Fiction · Reprints · February 25, 2002

Sister Philippa looks dazedly around her. “Sisters,” she says, “you all saw! You all saw the sign we were given! ”

Sister Agnes, the granddaughter of a duke, laughs. “Sister Philippa,” she says, “I can assure you that I did not see the sign.”

“Nor I,” Sister Anne, the daughter of a viscomte says.

“Nor I,” says Sister Eleanor, like Sister Philippa—and Sister Sebastienne, too- the daughter of a mere knight.

“But you did, Sister Agnes, and you too, Sisters Anne and Eleanor,” says Sister Philippa, all anxious protest and stubborn insistence. “You did see the sign! In the dream it was-”

“Silence! ” the Prioress says sharply. “It is forbidden to talk idly at any time of the day or night. If there is to be discussion of this matter, it will take place in Chapter, as the Abbess directs.”

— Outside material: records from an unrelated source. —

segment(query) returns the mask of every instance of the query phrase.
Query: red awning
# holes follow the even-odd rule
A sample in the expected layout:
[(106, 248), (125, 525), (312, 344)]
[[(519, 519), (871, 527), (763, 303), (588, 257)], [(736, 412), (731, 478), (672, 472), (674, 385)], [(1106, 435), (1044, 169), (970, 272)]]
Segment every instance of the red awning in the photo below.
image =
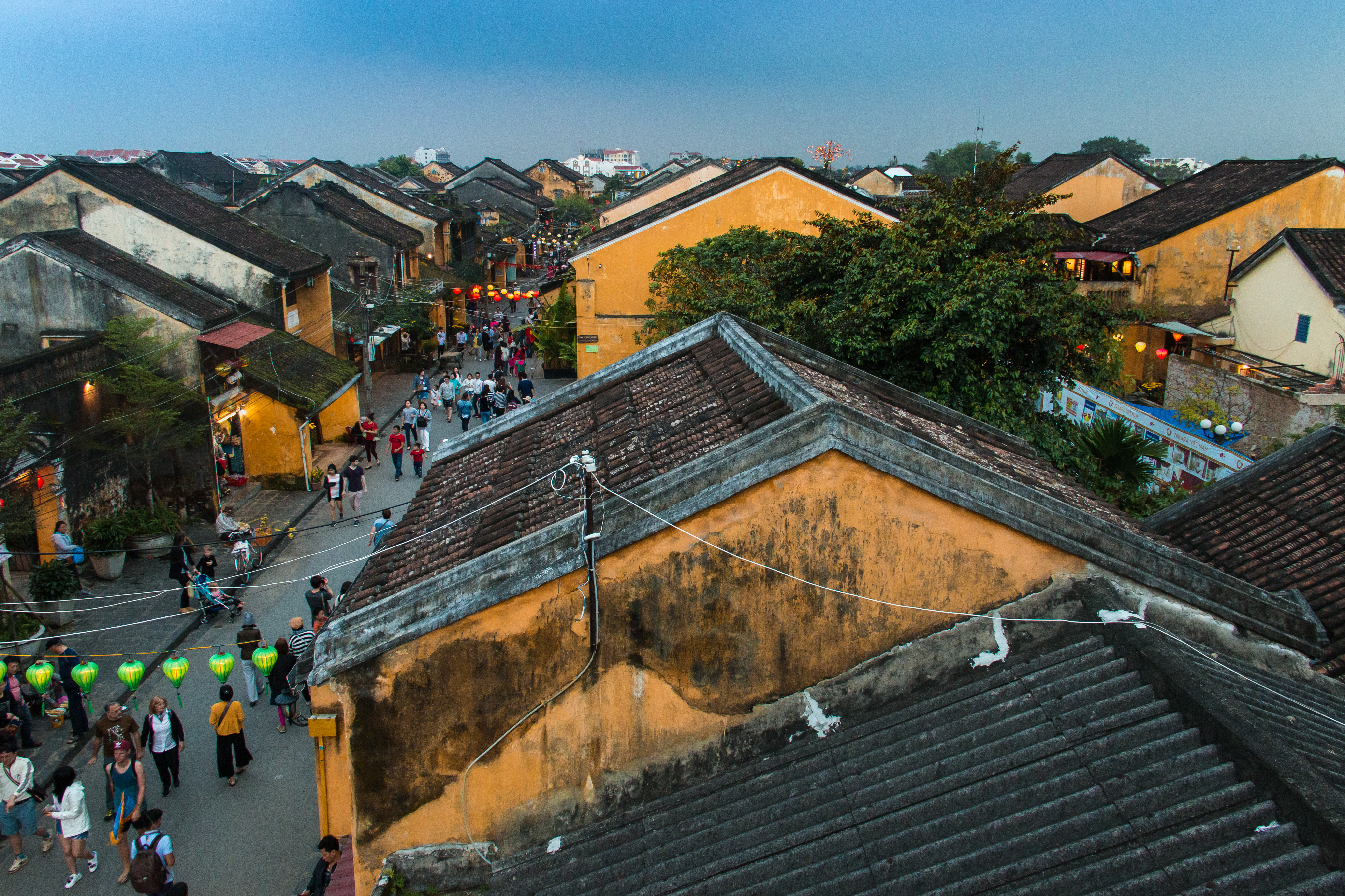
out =
[(1130, 258), (1126, 253), (1056, 253), (1056, 258), (1083, 258), (1089, 262), (1119, 262)]
[(256, 343), (266, 333), (272, 330), (266, 326), (257, 326), (256, 324), (245, 324), (238, 321), (237, 324), (226, 324), (219, 329), (213, 329), (208, 333), (202, 333), (196, 339), (202, 343), (210, 343), (211, 345), (223, 345), (225, 348), (242, 348), (249, 343)]

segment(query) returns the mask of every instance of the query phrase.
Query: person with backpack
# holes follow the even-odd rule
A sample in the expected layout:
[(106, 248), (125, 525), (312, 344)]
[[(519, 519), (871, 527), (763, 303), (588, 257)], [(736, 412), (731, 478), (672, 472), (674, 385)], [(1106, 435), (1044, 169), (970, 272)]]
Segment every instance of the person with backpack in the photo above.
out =
[(153, 896), (187, 896), (187, 884), (174, 880), (178, 857), (172, 838), (163, 827), (164, 810), (151, 809), (136, 819), (136, 838), (130, 841), (130, 888)]
[(234, 700), (234, 689), (229, 685), (221, 685), (219, 703), (210, 708), (210, 727), (215, 729), (217, 770), (233, 787), (238, 783), (238, 775), (247, 771), (252, 754), (243, 737), (243, 707)]
[(325, 896), (327, 887), (332, 883), (332, 872), (340, 861), (340, 841), (327, 834), (317, 841), (317, 853), (313, 876), (308, 879), (308, 887), (299, 896)]
[(66, 889), (74, 887), (81, 877), (77, 862), (86, 860), (89, 873), (98, 870), (98, 850), (89, 852), (89, 803), (85, 801), (83, 785), (75, 780), (75, 770), (61, 766), (51, 776), (51, 806), (43, 814), (61, 822), (61, 852), (70, 869)]
[(13, 740), (0, 744), (0, 834), (9, 838), (13, 850), (11, 875), (28, 864), (23, 852), (24, 834), (42, 837), (42, 852), (48, 852), (55, 842), (50, 830), (38, 826), (38, 803), (46, 799), (47, 794), (38, 787), (32, 760), (19, 756), (19, 744)]

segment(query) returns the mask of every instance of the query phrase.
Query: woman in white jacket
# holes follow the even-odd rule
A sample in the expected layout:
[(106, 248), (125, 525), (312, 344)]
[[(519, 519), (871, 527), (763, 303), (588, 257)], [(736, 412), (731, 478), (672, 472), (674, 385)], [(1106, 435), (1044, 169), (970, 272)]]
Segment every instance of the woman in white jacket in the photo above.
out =
[(83, 877), (77, 861), (87, 858), (90, 875), (98, 870), (98, 850), (91, 854), (87, 852), (89, 806), (85, 803), (83, 785), (75, 780), (75, 770), (70, 766), (61, 766), (51, 776), (51, 803), (42, 811), (61, 822), (61, 852), (70, 869), (66, 880), (66, 889), (70, 889)]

The Prioress snuffs the candle, and dark and silence return to the dormitory. Sister Sebastienne thinks of the tomb and shivers. Night in the dormitory has been disturbed, as though the heavy, stifling, icy dark of the Oratory has crept up the stairs and penetrated the dormitory. In her thoughts there is only the tomb and the awful, dread-filled sense of God’s cold demands on his brides. The sister feels strangely like crying, though no tears fill her eyes much less touch her cheeks. Sister Philippa’s a silly old hag, she tells herself. But it is not the dream or Sister Philippa’s high, quavery voice that she is really thinking about, but the tomb, the tomb now holding the Master’s bones.

6.

That morning, as they are performing the office of Prime, Sister Agathe is taken by a fit of hiccoughs that mars the perfection of the psalm. She leaves the Oratory, but the damage has been done.

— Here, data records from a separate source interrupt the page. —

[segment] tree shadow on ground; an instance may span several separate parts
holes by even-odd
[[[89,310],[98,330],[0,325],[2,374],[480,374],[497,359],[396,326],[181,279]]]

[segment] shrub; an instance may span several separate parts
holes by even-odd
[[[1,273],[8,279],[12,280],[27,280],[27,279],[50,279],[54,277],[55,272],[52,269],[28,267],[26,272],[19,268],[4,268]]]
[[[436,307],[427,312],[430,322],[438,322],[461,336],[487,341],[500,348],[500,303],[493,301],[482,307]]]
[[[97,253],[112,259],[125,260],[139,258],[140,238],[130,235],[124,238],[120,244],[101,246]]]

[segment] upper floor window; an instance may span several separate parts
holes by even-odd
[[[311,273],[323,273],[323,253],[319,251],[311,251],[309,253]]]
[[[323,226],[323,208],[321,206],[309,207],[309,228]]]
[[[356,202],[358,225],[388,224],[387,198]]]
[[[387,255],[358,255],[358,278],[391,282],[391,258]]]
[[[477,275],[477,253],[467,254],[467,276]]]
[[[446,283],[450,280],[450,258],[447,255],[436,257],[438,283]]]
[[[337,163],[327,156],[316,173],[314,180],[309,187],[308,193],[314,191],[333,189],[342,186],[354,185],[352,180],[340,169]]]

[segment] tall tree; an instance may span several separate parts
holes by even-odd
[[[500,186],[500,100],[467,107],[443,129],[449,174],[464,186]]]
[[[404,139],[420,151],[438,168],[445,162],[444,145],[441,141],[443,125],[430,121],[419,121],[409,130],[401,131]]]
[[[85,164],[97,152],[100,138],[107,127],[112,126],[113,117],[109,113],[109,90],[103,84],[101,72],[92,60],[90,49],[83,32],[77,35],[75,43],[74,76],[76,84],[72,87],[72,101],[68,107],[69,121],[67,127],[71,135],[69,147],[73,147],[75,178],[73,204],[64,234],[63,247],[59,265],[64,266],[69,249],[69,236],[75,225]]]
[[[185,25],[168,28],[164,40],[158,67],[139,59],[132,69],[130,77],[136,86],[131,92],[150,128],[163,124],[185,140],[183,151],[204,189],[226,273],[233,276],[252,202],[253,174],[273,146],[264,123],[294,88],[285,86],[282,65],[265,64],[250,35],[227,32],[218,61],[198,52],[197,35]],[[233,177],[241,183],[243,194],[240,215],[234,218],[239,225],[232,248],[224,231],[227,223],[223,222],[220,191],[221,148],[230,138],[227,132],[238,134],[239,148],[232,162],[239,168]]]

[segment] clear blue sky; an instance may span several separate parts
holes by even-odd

Later, as Sister Agathe chastises herself for her sin, Sister Philippa is heard to say that the devil found his way in, even into the holiest of places, the very house of God, through their lack of attention to the sign given them. “Nonsense,” the infirmarian says briskly. “Sister Agathe simply ate the morning gruel too quickly. She should have known better.”

7.

In Chapter, the Abbess neither questions Sister Philippa about her dream nor introduces the subject for discussion. She asks the Prioress, who has a strong, steady voice, to read yet another of the Master’s sermons, which everyone knows the Abbess esteems highly.

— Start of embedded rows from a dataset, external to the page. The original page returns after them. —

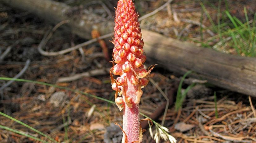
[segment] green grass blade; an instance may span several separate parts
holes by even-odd
[[[178,90],[177,91],[177,96],[176,96],[176,101],[175,103],[175,109],[176,111],[177,111],[181,106],[183,102],[182,99],[184,100],[185,98],[184,97],[183,97],[183,96],[184,96],[184,95],[182,94],[181,93],[181,89],[183,81],[186,77],[192,72],[192,71],[191,70],[188,71],[184,74],[181,80],[181,81],[180,81],[179,86],[178,87]]]
[[[210,22],[211,22],[211,24],[212,25],[214,30],[215,31],[217,31],[218,29],[216,28],[215,24],[214,24],[214,22],[213,21],[212,21],[212,19],[211,19],[211,16],[210,15],[210,14],[209,14],[209,13],[208,13],[208,11],[207,11],[207,10],[206,10],[206,9],[205,8],[205,7],[204,6],[204,5],[203,5],[203,3],[201,2],[200,2],[200,5],[201,5],[201,6],[203,9],[203,11],[206,14],[206,15],[207,16],[207,17],[209,19]]]
[[[49,136],[48,136],[47,135],[46,135],[44,133],[42,133],[41,132],[37,130],[37,129],[29,126],[29,125],[28,125],[23,123],[22,122],[20,121],[19,121],[15,119],[15,118],[13,118],[10,116],[9,116],[7,115],[6,115],[4,113],[2,113],[1,112],[0,112],[0,115],[3,116],[6,118],[9,118],[9,119],[11,120],[12,120],[14,121],[15,121],[15,122],[17,122],[17,123],[24,126],[25,127],[26,127],[28,128],[31,129],[31,130],[34,131],[40,134],[40,135],[45,137],[46,137],[47,138],[49,139],[49,140],[50,140],[51,141],[54,141],[56,143],[58,143],[58,142],[54,140],[54,139],[53,139],[50,137]]]
[[[0,128],[1,128],[2,129],[6,129],[6,130],[8,130],[11,132],[13,132],[13,133],[18,133],[18,134],[19,134],[21,135],[22,135],[23,136],[24,136],[25,137],[29,137],[30,138],[31,138],[32,139],[33,139],[35,140],[36,140],[37,141],[41,141],[42,143],[49,143],[49,142],[46,141],[44,141],[43,140],[41,140],[39,138],[38,138],[36,137],[35,137],[31,136],[29,135],[28,135],[28,134],[26,134],[26,133],[23,133],[21,132],[20,132],[19,131],[17,131],[17,130],[15,130],[15,129],[12,129],[10,128],[8,128],[6,126],[4,126],[2,125],[0,125]],[[58,142],[55,141],[55,142],[58,143]]]
[[[101,100],[103,100],[103,101],[106,101],[110,103],[111,103],[112,104],[115,104],[115,103],[113,101],[110,101],[110,100],[108,100],[108,99],[106,99],[105,98],[102,98],[100,97],[98,97],[97,96],[95,95],[91,94],[89,94],[87,93],[86,93],[85,92],[83,92],[81,91],[80,90],[75,90],[75,89],[71,89],[70,88],[68,88],[67,87],[64,87],[63,86],[60,86],[57,85],[54,85],[52,84],[50,84],[49,83],[47,83],[45,82],[42,82],[41,81],[32,81],[30,80],[28,80],[27,79],[21,79],[20,78],[16,78],[14,79],[12,78],[9,78],[9,77],[0,77],[0,80],[14,80],[15,81],[21,81],[21,82],[30,82],[32,83],[34,83],[37,84],[39,84],[42,85],[45,85],[47,86],[53,86],[54,87],[56,87],[57,88],[59,88],[60,89],[64,89],[66,90],[68,90],[71,91],[73,91],[74,92],[77,92],[79,93],[81,93],[83,95],[84,95],[90,97],[92,97],[93,98],[96,98],[98,99],[100,99]]]
[[[215,117],[216,119],[218,118],[218,108],[217,104],[217,96],[216,96],[216,92],[214,91],[213,95],[214,96],[214,103],[215,107]]]

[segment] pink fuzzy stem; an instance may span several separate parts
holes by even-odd
[[[128,77],[128,75],[127,75]],[[137,87],[137,86],[134,86],[130,82],[127,82],[127,86],[124,87],[126,89],[126,95],[131,97],[133,101],[135,101],[136,89],[134,87]],[[133,102],[132,108],[130,108],[128,106],[125,105],[123,109],[123,129],[128,137],[128,142],[129,143],[139,141],[140,120],[139,105],[139,104]],[[124,143],[123,142],[125,140],[124,138],[124,136],[123,136],[122,143]]]

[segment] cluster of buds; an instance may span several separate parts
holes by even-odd
[[[146,56],[143,49],[144,42],[138,17],[132,0],[118,1],[114,37],[111,41],[115,46],[113,66],[110,72],[112,88],[116,91],[115,103],[120,111],[124,108],[125,135],[122,142],[126,143],[141,142],[139,137],[142,133],[141,128],[139,129],[139,106],[143,93],[141,89],[148,83],[147,76],[154,66],[148,70],[144,68]],[[113,74],[118,77],[114,79]]]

Afterwards, when dismissing the sisters, she gestures slightly to Sister Sebastienne. When the novices and other sisters have gone, the Abbess says, “The Porteress tells me you’ve received another letter from Brother Laudri.”

Sister Sebastienne’s heart pounds; she flushes. Has all been lost? She pales—and acknowledges to the Abbess that she has indeed done so.

“I do not ask to see it,” the Abbess says. Her fine, high forehead remains smooth, her voice light and even. “I’m sure that if you perceive a reason for my reading it, you will tell me.”

Sister Sebastienne bows her head. Her breath expels all at once, and she realizes she’s been holding it.